El Euríbor cerró junio en el 2,798%, según ha confirmado este miércoles el Banco de España, consolidando la referencia que marca el precio de la mayoría de hipotecas variables en el país. Con este dato, quienes tengan un préstamo indexado a este índice volverán a ver cómo su cuota mensual sube.

La variación respecto a mayo ha sido mínima, con una caída que no llega a un punto básico. Sin embargo, la fotografía cambia si se mira a doce meses vista: comparado con el 2,081% de junio de 2025, el índice acumula una subida de 71,7 puntos básicos.

El impacto en el bolsillo

Para una hipoteca variable estándar —150.000 euros a 30 años, con diferencial del 0,99% sobre Euríbor y revisión con el dato de junio— la cuota mensual subirá 59,75 euros, lo que equivale a 717 euros más al año.

Europa Press ha calculado que este es, precisamente, el escenario donde el golpe se nota más: al tratarse de un préstamo recién iniciado con casi la totalidad del capital pendiente de amortizar, cualquier movimiento del índice se traslada con mayor intensidad a la cuota.

Una subida «menor de lo esperado»

El dato de junio deja al Euríbor muy cerca de los niveles de abril, cuando se situó en el 2,747%. Para Laura Martínez, portavoz de iAhorro, esto es una buena noticia dentro de lo malo: «Esto es súperpositivo para todos los hipotecados con préstamos variables porque, aunque van a notar una subida, va a ser menor de lo esperado».
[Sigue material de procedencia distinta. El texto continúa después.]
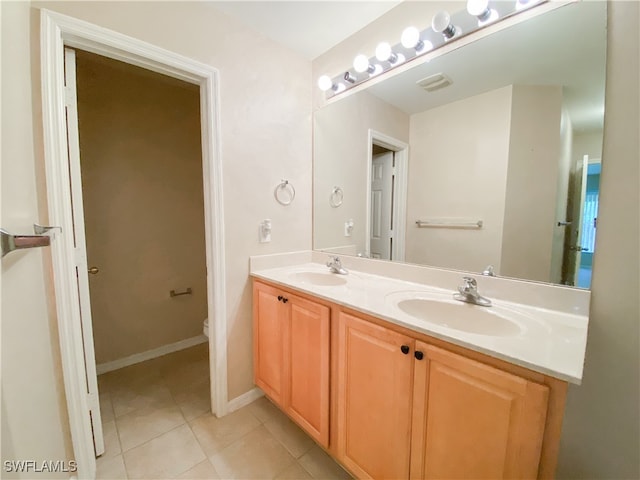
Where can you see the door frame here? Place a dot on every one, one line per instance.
(401, 150)
(58, 31)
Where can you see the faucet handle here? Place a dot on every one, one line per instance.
(333, 260)
(470, 282)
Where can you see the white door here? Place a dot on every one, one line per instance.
(576, 244)
(381, 234)
(82, 275)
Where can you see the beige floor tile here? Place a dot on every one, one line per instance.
(216, 433)
(142, 425)
(166, 456)
(263, 409)
(111, 440)
(194, 401)
(110, 468)
(182, 376)
(139, 372)
(322, 466)
(294, 472)
(296, 441)
(202, 471)
(129, 398)
(257, 455)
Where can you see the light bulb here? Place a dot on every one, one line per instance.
(325, 83)
(361, 63)
(384, 53)
(481, 10)
(441, 23)
(410, 37)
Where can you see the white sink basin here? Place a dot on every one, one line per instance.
(319, 278)
(446, 312)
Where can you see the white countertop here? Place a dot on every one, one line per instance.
(548, 341)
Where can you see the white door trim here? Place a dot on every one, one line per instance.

En los últimos días, el Euríbor diario se ha movido en torno al 2,73%, lo que apunta a cierta estabilización tras las fuertes subidas de meses anteriores. Aun así, Pedro Ruiz, portavoz de Finanzas Personales de Kelisto, matiza que esa calma no libra a nadie: las hipotecas que se revisen en julio con el dato de junio también subirán.

¿Qué se espera a partir de ahora?

Desde Roams apuntan que el abaratamiento del petróleo alivia algo la presión sobre los tipos, pero no es suficiente por sí solo para provocar una caída clara del Euríbor. Para eso, señalan, haría falta ver mejores datos de inflación y un mensaje más claro por parte del BCE.

En una línea similar, Diego Barnuevo, analista de mercado de Ebury, se muestra escéptico ante la posibilidad de que el banco central vuelva a subir tipos, pese a que el mercado no lo descarta del todo: «Esperamos que el BCE mantenga los tipos de interés en sus niveles actuales a corto plazo, a medida que la inflación converge progresivamente hacia el nivel objetivo».